Anabell Guerrero ouvre des perspectives qui renouvellent le regard sur l'exil, les migrations, la vie à la frontière, l'entre-deux-mondes. L'oeuvre de la photographe questionne aussi bien l'exil intérieur des Indiens Guajiros (Totems, 2002), que celui des habitants des favelas de Caracas (Cité fragile, 2009) et des immigré en transit ou sédentarisés sur le territoire français (Aux Frontières et Voix du Monde). Anabell Guerrero ravive également la mémoire occultée de certains pays de la région des Caraïbes - Cuba, Martinique, Porto Rico, Venezuela - qui partagent un passé commun d'esclavage (Mémoire Obscure, 2010).

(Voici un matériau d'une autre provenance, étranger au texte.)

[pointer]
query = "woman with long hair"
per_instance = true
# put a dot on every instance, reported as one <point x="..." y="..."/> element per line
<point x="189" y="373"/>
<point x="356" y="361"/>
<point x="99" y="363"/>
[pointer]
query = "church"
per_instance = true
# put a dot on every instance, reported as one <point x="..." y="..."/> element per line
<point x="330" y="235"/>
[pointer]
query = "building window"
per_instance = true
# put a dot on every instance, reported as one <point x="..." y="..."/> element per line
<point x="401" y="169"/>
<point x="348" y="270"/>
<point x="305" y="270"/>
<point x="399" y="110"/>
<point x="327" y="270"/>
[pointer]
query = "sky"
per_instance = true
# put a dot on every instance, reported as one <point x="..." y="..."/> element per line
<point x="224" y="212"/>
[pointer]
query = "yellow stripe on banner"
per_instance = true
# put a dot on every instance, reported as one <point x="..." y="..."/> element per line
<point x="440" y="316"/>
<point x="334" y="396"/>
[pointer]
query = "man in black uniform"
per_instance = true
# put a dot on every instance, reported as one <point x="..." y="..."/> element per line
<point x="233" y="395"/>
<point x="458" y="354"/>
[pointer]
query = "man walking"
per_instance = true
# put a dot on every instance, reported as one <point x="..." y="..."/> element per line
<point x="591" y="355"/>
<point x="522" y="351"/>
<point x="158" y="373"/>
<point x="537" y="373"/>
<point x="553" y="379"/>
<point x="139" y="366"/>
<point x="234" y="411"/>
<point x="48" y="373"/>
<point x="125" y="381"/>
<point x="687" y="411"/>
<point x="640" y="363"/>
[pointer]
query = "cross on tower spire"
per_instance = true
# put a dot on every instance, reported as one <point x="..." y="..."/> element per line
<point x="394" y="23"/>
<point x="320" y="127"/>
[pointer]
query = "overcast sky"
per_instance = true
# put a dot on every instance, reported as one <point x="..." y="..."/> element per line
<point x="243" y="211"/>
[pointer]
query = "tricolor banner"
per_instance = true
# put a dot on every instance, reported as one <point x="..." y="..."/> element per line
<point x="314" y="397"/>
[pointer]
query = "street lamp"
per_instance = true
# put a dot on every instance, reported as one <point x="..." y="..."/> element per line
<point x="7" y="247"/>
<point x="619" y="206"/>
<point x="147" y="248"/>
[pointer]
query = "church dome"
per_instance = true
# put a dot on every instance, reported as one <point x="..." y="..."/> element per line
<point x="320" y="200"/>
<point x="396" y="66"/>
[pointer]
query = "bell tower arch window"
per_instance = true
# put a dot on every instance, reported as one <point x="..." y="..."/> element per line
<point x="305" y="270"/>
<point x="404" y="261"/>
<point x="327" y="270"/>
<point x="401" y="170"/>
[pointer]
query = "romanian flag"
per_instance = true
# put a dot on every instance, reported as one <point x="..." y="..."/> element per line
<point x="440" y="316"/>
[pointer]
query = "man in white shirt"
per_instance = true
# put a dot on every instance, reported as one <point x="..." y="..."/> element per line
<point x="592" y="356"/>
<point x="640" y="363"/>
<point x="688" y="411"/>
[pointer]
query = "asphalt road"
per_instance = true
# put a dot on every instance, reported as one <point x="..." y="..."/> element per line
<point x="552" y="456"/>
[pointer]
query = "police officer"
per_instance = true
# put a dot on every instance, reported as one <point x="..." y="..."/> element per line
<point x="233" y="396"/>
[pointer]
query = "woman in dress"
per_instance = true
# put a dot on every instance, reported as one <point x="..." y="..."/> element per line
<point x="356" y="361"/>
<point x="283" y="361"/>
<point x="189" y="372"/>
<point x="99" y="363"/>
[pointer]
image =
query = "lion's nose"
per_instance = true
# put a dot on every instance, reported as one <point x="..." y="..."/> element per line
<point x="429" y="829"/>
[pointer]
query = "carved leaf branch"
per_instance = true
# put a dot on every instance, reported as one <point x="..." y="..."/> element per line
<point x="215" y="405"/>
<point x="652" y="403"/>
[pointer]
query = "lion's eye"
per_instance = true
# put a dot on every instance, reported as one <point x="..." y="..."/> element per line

Photographe pendant plusieurs années au Parlement International des Ecrivains et au Carrefour des Littératures Européennes de Strasbourg (1991-2001), les portraits d'écrivains d'Anabell Guerrero ont été publiés dans de nombreux journaux à travers le monde.
Son travail plastique a fait l'objet d'expositions dans plusieurs pays européens, en Amérique Latine, aux Etats-Unis et au Japon.
Anabell Guerrero a publié deux ouvrages monographiques aux éditions Atlantica, Paris : Aux frontières (2005) et Totems (2006).
Photo et Vignette © Anabell Guerrero.